Los cambios en la sociedad y las tribulaciones del hombre actual se explican en el terreno
de las ideas. No pocas veces, son los pensadores los que las generan pues en la búsqueda de
la verdad se instalan en “su verdad” dando noticia de su particular modo de entender los
problemas. Esos aportes no son originales, se alimentan de la realidad previa, precisamente
de aquella que intentan modificar, y de ideas que, parafraseando a Chesterton, no es que
sean nuevas sino que son fragmentos de viejas ideas, separadas de su contexto y valor
prístinos.

Comunicar la verdad no es tarea simple ni menos pretenciosa. Requiere de quien se


consagra a la vida intelectual, además de madurez personal, formalizar su pensar: reflexión,
rigor y creatividad. No menos importante, es perfilar su expresión: cuanto más amo y señor
sea de su propia lengua más podrá transformar sus divagaciones en ideas radicadas y
atractivas para la acción. Con la práctica de escribir no sólo se gana en claridad, precisión y
elegancia, también el propio pensamiento se beneficia: adquiere profundidad, rigor,
flexibilidad y creatividad. Una palabra puesta en un papel da pie a una idea. Y esa idea
termina fundamentándose en un compromiso del escritor con el lector, y ese lector, a buen
saber, dinamizará esa idea en el momento en que interactúe con su entorno social. “El
compromiso parece llevarnos inmediatamente al campo de la "acción": está comprometido
el que hace algo, el que se mueve. El compromiso, en definitiva, denota cierta promesa,
cierta identificación (de uno u otro signo) y cierta inquietud. El compromiso es
movimiento.” (Miguel 2009)

No obstante, también hay que tener en cuenta que en los escritores se pone de manifiesto la
contradicción que Sartre atribuye a los intelectuales, pues el escritor “quiere ser una
presencia invisible pero sentida en sus libros”, lo cual hace que en su obra se aúnen la
universalidad singular con la singularidad universalizante, esto es, la singularidad histórica
del autor con la universalidad de sus intenciones; determinación y libertad al unísono
coartan e incitan al escritor/intelectual. La obra que crea el escritor será, pues, ambigua, no
unívoca. Es cierto que, para Sartre, la obra del escritor/intelectual no debe ser popular, y
que cuanto más pretenda serlo explicitando su “mensaje”, menor será su valor literario. En
realidad, no afirma que el escritor sea el prototipo del intelectual, sino una de las formas
que éste puede adoptar. En la obra literaria no se da el encuentro del escritor con el pueblo,
sino con el lector. En la literatura van a confluir ambas libertades creadoras, confrontándose
el lector consigo mismo “como si estuviera en el mundo libremente encarnado”.

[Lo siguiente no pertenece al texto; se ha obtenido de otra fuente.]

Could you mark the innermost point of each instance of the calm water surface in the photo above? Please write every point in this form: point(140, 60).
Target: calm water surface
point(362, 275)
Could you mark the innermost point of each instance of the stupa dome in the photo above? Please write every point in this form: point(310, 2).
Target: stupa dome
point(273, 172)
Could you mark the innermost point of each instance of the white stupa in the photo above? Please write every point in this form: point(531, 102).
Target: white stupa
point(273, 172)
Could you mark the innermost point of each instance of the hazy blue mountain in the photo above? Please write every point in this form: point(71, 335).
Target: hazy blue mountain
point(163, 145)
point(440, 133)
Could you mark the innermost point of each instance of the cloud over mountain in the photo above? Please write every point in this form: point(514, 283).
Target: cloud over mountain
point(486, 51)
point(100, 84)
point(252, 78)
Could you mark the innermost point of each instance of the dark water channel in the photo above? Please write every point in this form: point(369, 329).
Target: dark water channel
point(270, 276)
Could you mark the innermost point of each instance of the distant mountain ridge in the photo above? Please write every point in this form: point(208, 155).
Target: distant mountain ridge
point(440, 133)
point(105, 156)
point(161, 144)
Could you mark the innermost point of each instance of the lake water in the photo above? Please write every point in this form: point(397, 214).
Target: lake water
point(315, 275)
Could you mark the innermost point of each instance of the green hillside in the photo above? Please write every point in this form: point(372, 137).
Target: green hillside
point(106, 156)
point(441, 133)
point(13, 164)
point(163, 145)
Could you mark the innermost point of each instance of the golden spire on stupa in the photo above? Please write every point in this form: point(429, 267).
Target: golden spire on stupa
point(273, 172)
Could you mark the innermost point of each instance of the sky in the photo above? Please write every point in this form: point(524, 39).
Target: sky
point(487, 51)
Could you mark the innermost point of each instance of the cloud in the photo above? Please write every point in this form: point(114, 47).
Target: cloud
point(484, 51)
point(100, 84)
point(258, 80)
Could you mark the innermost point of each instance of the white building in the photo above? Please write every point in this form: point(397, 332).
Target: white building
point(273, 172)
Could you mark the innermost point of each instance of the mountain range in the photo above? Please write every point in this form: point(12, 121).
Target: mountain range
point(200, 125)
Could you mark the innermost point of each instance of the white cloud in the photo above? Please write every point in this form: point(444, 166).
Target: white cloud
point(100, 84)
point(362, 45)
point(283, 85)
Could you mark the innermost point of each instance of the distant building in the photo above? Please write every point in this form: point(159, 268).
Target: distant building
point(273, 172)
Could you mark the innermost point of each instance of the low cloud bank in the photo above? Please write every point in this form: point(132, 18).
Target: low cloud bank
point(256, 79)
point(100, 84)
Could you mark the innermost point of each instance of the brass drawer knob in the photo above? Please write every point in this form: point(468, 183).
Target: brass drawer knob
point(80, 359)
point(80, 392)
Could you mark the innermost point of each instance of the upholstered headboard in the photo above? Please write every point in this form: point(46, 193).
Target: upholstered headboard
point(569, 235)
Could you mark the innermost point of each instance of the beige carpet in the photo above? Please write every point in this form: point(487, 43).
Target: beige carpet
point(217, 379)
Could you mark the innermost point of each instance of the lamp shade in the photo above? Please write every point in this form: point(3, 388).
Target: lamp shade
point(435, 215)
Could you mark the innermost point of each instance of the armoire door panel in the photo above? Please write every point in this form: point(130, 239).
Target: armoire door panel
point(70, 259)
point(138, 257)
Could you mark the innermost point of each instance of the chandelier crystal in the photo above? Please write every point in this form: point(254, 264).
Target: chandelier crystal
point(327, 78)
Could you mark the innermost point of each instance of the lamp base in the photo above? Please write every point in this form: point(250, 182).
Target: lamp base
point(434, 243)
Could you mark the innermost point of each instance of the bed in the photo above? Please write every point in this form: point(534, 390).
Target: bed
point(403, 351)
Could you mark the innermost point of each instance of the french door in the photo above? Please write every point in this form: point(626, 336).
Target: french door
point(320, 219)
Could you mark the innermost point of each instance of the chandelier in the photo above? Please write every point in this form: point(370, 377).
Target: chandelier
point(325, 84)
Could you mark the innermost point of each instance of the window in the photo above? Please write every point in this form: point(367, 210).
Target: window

En conclusión, el intelectual encarna la realidad, la crisis y los advenimientos


fundamentales de su sociedad. Configura la síntesis social, las preguntas, las quejas, la voz
que puede, en algún punto, ser escuchada y difundida en el mejor de los casos. El
intelectual, y entendiendo por intelectual al que también se dedica al arte en cualquiera de
sus facetas, es esa ventana que permite a la lumbre del conocimiento ser, aunque sea un
poco, para mostrarnos una manera diferente de comprender las cosas. Es la pausa, o en
otros casos, la revolución que necesita el hombre adormitado por los tópicos, es ese hijo
que despierta en sus otros hermanos el aguijón del razonamiento.

Sociedad, he ahí a tu intelectual; intelectual, he ahí a tu sociedad.